GCN Circular 33758
Subject
GRB 230506B: Fermi GBM detection
Date
2023-05-10T21:19:49Z (2 years ago)
From
Oliver J Roberts at USRA/NASA <oliver.roberts@nasa.gov>
O.J. Roberts (USRA/NASA-MSFC), S. Bala (USRA), C. Meegan (UAH)
report on behalf of the Fermi GBM Team:
"At 12:45:18.77 UT on 06 May 2023, the Fermi Gamma-Ray Burst Monitor (GBM)
triggered and located GRB 230506B (trigger 705069923 / 230506531), which was
also detected by the Swift/BAT (S. Dichiara et al. 2023, GCN 33729 and
S.D. Barthelmy et al. 2023, GCN 33742). The GBM on-ground location is
consistent with the Swift position.
The angle from the Fermi LAT boresight at the GBM trigger time is 47 degrees.
The GBM light curve consists of multiple short bursts
with a duration (T90) of about 38 s (50-300 keV).

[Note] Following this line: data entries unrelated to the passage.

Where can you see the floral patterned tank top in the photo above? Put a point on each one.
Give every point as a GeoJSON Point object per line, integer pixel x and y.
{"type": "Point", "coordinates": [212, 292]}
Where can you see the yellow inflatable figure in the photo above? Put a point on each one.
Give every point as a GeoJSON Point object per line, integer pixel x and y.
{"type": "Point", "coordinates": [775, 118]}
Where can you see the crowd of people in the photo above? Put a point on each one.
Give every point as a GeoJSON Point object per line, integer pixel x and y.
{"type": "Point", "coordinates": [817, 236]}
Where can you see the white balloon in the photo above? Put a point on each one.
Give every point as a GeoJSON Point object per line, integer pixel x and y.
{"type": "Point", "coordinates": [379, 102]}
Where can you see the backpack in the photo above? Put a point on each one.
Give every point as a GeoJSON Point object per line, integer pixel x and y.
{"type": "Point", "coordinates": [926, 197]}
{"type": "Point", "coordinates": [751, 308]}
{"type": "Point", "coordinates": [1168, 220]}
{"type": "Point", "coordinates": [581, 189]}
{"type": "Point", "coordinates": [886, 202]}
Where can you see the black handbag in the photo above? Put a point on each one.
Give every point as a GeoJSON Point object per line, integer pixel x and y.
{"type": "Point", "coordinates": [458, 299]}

The time-averaged spectrum from T0-0.8 s to T0+39.2 s is best fit by
a power law function with an exponential
high-energy cutoff. The power law index is -1.28 +/- 0.04 and
the cutoff energy, parameterized as Epeak, is 1767 +/- 576 keV
The event fluence (10-1000 keV) in this time interval is
(1.13 +/- 0.04)E-05 erg/cm^2. The 1-sec peak photon flux measured
starting from T0+10.4 s in the 10-1000 keV band
is 8.1 +/- 0.3 ph/s/cm^2.
The spectral analysis results presented above are preliminary;
final results will be published in the GBM GRB Catalog:
https://heasarc.gsfc.nasa.gov/W3Browse/fermi/fermigbrst.html
For Fermi GBM data and info, please visit the official Fermi GBM Support Page:
https://fermi.gsfc.nasa.gov/ssc/data/access/gbm/"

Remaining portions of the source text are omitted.